The average weight of the 497 bass caught over the three days of this year’s Fort Frances Canadian Bass Championship jumped by nearly a quarter of a pound compared to the 1997 tournament, the area biologist for the local Ministry of Natural Resources office reported Tuesday.
Darryl McLeod said the average weight was 2.74 pounds this year, up from 2.50 last July, 2.10 in 1996, and 2.11 in the tournament’s inaugural (1995).
McLeod said a number of factors contributed to the bigger size but pointed to the strong “class of 1987” bass that continue to grow as they age as being most prevalent.

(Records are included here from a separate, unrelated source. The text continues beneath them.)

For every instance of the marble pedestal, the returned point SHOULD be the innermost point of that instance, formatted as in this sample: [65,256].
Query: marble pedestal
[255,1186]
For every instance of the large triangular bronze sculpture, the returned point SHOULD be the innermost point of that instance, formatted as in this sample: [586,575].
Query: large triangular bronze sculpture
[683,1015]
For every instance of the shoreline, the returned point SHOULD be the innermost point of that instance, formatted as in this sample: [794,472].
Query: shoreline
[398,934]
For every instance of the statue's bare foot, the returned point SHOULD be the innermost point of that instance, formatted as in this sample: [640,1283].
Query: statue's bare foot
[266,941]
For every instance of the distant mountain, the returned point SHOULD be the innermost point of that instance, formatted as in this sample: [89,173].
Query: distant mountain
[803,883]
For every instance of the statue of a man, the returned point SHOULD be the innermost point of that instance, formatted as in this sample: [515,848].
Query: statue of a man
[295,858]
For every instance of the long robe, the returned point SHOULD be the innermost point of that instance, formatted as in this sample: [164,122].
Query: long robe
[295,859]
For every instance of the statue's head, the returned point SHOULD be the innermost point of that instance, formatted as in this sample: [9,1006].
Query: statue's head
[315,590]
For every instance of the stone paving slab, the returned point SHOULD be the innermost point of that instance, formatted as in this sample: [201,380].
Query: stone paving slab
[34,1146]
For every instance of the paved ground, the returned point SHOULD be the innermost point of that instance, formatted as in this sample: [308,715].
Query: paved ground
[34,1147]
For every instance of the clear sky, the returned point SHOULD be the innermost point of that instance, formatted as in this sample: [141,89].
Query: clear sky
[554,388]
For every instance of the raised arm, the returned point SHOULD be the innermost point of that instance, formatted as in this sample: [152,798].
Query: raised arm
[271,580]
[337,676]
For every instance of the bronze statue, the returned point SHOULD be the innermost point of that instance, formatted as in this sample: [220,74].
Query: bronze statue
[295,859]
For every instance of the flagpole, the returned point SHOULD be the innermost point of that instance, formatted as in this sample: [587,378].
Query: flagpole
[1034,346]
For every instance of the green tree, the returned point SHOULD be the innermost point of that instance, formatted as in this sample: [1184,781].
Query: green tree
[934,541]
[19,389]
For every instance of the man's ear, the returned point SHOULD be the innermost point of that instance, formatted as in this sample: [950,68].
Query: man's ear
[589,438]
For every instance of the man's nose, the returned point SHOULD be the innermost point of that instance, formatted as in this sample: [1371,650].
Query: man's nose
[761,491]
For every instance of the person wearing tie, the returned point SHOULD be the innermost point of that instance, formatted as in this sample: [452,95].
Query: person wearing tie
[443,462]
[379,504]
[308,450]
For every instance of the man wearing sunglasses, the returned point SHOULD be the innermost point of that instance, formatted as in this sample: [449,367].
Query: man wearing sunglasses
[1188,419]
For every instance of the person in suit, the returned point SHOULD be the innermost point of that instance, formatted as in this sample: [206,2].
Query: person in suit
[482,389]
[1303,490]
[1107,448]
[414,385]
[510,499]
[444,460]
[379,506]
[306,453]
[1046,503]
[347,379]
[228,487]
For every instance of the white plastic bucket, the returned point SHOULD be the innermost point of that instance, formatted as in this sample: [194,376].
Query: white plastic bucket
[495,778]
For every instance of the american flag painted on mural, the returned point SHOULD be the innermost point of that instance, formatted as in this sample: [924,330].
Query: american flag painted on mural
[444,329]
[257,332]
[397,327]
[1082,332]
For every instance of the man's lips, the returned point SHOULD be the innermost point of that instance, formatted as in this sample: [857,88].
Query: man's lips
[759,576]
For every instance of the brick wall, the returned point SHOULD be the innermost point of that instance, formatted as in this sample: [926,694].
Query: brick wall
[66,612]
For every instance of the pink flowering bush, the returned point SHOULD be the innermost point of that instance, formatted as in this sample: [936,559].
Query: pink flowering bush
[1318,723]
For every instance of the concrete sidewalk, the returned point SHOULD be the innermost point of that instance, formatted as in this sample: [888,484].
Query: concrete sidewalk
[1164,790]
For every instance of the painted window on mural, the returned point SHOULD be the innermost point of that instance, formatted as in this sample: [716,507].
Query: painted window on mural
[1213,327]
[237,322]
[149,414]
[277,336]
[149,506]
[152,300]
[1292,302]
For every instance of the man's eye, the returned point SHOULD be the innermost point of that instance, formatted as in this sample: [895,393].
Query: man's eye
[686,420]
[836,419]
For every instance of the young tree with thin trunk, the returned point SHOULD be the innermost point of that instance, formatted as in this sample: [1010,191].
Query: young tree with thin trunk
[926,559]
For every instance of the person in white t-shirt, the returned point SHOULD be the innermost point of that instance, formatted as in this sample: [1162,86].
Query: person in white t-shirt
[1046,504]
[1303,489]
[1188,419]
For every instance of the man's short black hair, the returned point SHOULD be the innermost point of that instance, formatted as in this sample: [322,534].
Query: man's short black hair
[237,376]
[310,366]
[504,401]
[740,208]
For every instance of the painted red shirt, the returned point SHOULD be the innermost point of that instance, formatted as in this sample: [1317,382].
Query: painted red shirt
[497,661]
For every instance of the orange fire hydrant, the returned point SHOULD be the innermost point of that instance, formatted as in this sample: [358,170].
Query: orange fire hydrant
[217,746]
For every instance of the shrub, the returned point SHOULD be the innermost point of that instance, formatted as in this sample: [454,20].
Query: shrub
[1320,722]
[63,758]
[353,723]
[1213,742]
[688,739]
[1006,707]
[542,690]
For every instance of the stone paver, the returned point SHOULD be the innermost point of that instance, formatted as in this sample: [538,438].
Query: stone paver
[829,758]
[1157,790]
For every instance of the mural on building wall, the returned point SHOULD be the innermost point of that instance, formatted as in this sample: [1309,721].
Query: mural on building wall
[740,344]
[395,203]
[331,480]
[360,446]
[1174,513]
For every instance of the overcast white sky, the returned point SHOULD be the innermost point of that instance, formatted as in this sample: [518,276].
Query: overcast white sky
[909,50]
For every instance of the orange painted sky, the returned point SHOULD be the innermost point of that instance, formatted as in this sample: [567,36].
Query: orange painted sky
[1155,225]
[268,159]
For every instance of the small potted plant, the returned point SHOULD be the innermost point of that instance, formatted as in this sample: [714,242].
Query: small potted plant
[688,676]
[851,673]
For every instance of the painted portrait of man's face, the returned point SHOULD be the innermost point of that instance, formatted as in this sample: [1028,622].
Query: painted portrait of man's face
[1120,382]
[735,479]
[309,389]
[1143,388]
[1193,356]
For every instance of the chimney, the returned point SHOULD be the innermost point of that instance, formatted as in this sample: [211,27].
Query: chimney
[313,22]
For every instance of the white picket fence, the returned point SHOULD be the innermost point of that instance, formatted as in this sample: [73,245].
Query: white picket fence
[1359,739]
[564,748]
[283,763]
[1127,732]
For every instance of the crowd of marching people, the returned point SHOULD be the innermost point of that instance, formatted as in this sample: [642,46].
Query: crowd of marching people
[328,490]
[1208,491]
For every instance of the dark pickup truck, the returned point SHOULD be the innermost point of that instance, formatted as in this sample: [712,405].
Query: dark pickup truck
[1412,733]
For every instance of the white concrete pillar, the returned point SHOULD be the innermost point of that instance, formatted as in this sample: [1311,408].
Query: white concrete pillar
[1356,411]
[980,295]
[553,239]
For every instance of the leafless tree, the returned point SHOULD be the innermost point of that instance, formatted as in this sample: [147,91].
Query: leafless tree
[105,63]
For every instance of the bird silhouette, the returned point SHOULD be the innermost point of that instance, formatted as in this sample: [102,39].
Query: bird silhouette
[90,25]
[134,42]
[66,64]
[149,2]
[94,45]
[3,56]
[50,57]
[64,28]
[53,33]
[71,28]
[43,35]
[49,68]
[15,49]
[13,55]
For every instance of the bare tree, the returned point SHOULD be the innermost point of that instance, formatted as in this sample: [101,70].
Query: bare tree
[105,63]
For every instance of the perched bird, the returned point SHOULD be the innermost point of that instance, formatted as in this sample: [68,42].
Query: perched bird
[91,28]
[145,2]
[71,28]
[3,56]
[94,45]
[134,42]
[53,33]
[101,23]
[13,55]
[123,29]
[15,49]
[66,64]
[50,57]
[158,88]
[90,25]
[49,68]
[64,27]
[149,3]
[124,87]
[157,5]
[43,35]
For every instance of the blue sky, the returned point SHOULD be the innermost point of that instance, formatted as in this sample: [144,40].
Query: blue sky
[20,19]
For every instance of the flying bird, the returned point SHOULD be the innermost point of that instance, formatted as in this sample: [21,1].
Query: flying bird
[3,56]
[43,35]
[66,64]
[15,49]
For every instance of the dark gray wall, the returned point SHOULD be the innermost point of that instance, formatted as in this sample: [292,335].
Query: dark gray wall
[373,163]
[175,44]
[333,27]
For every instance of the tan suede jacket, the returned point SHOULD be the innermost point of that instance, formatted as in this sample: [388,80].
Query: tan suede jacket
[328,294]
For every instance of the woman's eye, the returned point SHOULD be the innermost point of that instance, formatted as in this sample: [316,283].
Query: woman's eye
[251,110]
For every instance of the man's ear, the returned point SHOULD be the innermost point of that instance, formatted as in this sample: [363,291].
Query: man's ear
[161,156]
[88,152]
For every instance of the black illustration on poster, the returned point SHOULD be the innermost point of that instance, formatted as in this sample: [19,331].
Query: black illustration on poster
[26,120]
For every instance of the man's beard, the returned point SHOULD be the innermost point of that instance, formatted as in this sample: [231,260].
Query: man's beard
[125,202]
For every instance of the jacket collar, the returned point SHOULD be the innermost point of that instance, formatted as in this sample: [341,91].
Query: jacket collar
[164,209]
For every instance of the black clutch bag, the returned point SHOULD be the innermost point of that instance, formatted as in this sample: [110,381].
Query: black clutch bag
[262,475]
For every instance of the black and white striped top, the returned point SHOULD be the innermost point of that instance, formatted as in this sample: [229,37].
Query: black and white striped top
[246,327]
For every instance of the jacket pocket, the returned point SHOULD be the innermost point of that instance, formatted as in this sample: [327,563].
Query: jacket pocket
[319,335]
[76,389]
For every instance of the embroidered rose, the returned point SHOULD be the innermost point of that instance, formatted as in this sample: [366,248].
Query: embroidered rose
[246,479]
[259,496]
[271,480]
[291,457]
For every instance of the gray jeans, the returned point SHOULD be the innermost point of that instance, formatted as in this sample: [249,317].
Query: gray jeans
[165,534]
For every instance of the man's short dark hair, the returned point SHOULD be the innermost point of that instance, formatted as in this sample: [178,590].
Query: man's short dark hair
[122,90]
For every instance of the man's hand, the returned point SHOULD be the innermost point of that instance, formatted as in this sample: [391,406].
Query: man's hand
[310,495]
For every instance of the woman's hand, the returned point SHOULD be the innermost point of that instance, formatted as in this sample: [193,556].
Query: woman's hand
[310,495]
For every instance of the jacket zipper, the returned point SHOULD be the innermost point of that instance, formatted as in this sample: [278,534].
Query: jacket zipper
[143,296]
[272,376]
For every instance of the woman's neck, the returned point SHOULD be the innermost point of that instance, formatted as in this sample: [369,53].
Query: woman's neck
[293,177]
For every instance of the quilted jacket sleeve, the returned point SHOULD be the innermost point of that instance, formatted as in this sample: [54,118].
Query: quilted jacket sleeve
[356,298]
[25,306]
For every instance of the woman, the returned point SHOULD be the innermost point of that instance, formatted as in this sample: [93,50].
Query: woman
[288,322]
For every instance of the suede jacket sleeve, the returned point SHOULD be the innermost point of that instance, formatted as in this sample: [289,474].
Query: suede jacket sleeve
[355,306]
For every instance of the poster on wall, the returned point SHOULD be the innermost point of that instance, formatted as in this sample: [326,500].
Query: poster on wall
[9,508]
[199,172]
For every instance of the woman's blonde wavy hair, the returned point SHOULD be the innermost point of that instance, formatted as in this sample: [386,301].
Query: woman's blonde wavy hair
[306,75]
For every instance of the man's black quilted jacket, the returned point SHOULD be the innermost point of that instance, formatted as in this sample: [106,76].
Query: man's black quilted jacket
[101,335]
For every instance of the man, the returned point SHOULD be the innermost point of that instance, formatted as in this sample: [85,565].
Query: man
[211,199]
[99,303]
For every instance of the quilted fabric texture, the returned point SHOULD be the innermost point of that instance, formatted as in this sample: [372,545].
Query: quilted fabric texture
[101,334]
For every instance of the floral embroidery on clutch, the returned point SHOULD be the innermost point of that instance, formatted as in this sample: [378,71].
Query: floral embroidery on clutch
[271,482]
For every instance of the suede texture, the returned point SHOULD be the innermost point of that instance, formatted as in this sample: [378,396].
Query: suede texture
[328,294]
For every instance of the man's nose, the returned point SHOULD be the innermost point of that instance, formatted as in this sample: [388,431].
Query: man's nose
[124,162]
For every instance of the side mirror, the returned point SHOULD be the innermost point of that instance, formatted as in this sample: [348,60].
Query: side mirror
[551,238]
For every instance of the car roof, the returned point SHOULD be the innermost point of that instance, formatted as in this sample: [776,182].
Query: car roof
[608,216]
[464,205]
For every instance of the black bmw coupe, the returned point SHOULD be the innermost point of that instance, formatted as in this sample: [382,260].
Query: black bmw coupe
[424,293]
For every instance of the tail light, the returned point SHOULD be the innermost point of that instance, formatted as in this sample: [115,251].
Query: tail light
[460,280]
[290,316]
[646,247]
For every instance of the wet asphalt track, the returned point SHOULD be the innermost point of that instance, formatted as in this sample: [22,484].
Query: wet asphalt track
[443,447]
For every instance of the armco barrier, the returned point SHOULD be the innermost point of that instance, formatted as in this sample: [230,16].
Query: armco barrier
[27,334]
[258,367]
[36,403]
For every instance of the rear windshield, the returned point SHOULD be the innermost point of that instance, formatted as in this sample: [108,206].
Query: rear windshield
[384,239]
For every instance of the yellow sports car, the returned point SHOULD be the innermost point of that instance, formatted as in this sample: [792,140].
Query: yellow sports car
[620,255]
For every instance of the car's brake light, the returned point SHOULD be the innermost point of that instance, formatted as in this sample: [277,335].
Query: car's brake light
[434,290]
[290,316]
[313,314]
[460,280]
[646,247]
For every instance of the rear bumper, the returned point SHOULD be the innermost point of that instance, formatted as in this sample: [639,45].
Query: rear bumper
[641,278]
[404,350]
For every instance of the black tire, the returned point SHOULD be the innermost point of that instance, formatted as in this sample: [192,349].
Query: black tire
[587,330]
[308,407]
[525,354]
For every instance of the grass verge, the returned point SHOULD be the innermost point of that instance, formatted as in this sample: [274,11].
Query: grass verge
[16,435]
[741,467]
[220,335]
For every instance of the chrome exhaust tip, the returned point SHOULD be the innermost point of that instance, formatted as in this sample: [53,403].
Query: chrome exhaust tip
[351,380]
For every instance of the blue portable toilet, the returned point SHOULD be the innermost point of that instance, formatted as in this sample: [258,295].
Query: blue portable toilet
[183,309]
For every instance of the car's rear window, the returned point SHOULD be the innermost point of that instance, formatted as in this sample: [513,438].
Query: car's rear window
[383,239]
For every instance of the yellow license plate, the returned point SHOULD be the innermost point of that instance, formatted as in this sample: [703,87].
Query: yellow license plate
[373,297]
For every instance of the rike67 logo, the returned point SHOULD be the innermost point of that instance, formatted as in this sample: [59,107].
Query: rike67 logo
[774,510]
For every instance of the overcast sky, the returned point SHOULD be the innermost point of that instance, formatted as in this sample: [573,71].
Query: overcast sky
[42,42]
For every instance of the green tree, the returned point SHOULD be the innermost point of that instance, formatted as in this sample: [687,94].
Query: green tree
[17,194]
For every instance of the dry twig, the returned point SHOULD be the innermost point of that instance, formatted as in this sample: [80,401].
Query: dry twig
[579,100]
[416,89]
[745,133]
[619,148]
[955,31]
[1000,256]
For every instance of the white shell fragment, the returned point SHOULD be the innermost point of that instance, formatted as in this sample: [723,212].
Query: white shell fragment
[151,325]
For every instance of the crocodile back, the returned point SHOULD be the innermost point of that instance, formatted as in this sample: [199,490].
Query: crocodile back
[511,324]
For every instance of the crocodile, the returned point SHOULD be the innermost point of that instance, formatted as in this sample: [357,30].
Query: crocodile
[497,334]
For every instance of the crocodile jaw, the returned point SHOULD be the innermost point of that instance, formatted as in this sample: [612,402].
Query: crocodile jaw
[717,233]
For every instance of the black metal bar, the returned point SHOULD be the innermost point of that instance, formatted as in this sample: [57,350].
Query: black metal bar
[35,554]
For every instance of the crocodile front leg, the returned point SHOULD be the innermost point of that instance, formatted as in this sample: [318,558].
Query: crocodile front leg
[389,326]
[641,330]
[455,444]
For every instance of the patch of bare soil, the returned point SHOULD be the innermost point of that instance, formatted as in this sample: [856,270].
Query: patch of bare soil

“The fish are starting to shift to the right side where they are getting bigger and older,” he said yesterday.
The fact anglers are getting to know Rainy Lake better also helped increase the average size, he added.
Other factors include a change in forage base (specifically the presence of smelt in the lake) and a reduced bass harvest since 1994. That many bass anglers are adhering to a catch-and-release philosophy also has played a significant role.
McLeod noted the tournament had 15 recaptures this year and just eight mortalities, down significantly from the 35 dead fish recorded last year.
He noted the water temperature of the river ranged from 17.5-19.5 C this year compared to 22-24 C last July, which helped decrease fish mortality.
McLeod also said the volunteers from the Fort Frances Sportsmen’s Club did a “great” job handling the fish.